One of the reasons Bratislava does not have as big of a reputation for tourism as its neighbors Prague or Vienna is because its historical center is considerably smaller than those cities. It was under the Soviets that the most destruction to Bratislava’s cultural sights occurred.
In an attempt to modernize the city, under Soviet Rule, 30 percent of the Old Town was destroyed.
Today this destruction mean the Old Town can at times have a slightly awkward feel as a large highway cuts through the historic center running past Bratislava Castle, and Communist-era uniform buildings dot the skyline. But it doesn’t mean there’s a lack of sights to see.
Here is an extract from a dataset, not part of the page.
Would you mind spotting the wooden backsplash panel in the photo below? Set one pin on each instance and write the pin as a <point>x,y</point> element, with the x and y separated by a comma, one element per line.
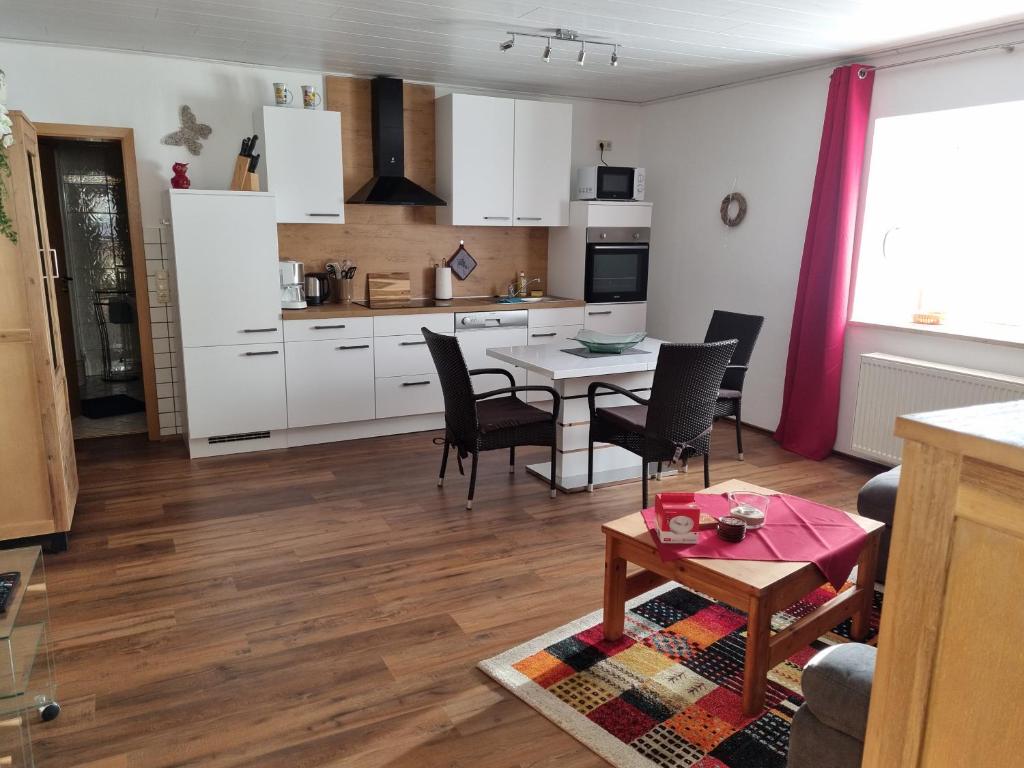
<point>501,252</point>
<point>388,239</point>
A guided walking tour is an absolute must on a visit to Bratislava. I took a free tour with Be Free Tours, and plenty of similar operators abound in the city. Not only did the tour lead me to key sights, it also discussed the history of Bratislava and the Communist-era in a candid and refreshing manner. Authentic Slovakia also offers historic tours in a vintage car.
The Main square of Bratislava is Hlavné námestie, dominated by Stará radnica, or the Old City Hall. Dating back to the 13th century, this is one of the oldest preserved buildings in the city and today is home to museums on city history and culture.
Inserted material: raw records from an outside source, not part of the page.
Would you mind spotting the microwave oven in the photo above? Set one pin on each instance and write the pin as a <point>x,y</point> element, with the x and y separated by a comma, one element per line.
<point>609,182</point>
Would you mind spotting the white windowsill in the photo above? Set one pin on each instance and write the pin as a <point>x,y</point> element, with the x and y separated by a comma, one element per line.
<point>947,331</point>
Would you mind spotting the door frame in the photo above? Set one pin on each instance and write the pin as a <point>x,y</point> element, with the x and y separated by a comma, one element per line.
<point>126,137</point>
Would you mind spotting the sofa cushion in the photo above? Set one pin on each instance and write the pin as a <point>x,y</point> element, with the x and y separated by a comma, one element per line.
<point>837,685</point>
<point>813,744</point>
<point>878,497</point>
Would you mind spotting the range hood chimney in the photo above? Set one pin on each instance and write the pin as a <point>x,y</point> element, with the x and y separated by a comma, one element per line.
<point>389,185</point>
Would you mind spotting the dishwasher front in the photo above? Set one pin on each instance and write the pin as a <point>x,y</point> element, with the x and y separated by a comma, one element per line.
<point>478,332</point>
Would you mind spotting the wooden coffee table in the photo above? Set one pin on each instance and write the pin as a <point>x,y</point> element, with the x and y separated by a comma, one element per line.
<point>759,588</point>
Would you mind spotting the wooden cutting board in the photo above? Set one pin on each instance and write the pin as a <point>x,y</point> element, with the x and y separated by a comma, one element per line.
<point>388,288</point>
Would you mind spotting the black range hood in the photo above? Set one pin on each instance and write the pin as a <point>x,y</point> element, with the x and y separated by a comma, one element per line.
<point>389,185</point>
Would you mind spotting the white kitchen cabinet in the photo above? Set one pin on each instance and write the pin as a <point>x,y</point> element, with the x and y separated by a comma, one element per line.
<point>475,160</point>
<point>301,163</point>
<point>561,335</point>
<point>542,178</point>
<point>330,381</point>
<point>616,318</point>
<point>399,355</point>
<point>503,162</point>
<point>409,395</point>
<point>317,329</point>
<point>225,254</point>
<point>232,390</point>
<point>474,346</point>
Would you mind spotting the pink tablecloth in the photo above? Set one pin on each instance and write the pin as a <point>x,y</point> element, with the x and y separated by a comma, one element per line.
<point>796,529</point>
Be sure to stop in Schokocafe Maximilian for their specialty hot chocolate and an excellent view of the square.
A short stroll away is Hviezdoslavovo námestie , home to the Slovak National Theater and US Embassy. Long an important location for the masses to gather, the square caught US attention in 2005 when President Geroge W. Bush gave a speech here.
Note: if you want to make friendly with the locals don’t follow in Bush’s footsteps and mistake Slovakia for Slovenia.
The largest church in the city is St. Martin’s Cathedral. Within these 13th century walls, coronation ceremonies were held for 19 monarchs of the Hungarian Kingdom.
However, arguably the most interesting church in the city is the Church of St. Elizabeth. Dubbed the blue church, this building is a feast for the eyes. Representative of the Hungarian Art Nouveau style, it is reminiscent of works found in Barcelona by Gaudi.
High above the city center sits Bratislava Castle. Rebuilt in the 18th Century under the rule of Maria Theresa, the Castle has been reconstructed and refurbished to look as it did then, during the castle’s golden age.
From Bratislava Castle there is an unobstructed view of the Danube River. The most notable sight in the skyline is the New Bridge, built between 1967-72 under Communist rule and topped by a pod that resembles a flying saucer. This unique architecture has led it to be known as the UFO Bridge.
From this vista there are also good views of the block or Panelák apartment buildings created during Soviet rule.
I found Bratislava to be one of the most eye-opening cities I visited during my travels throughout Europe. Do yourself a favor and visit, taking advantage of a walking tour to maximize your knowledge gained from this rewarding destination.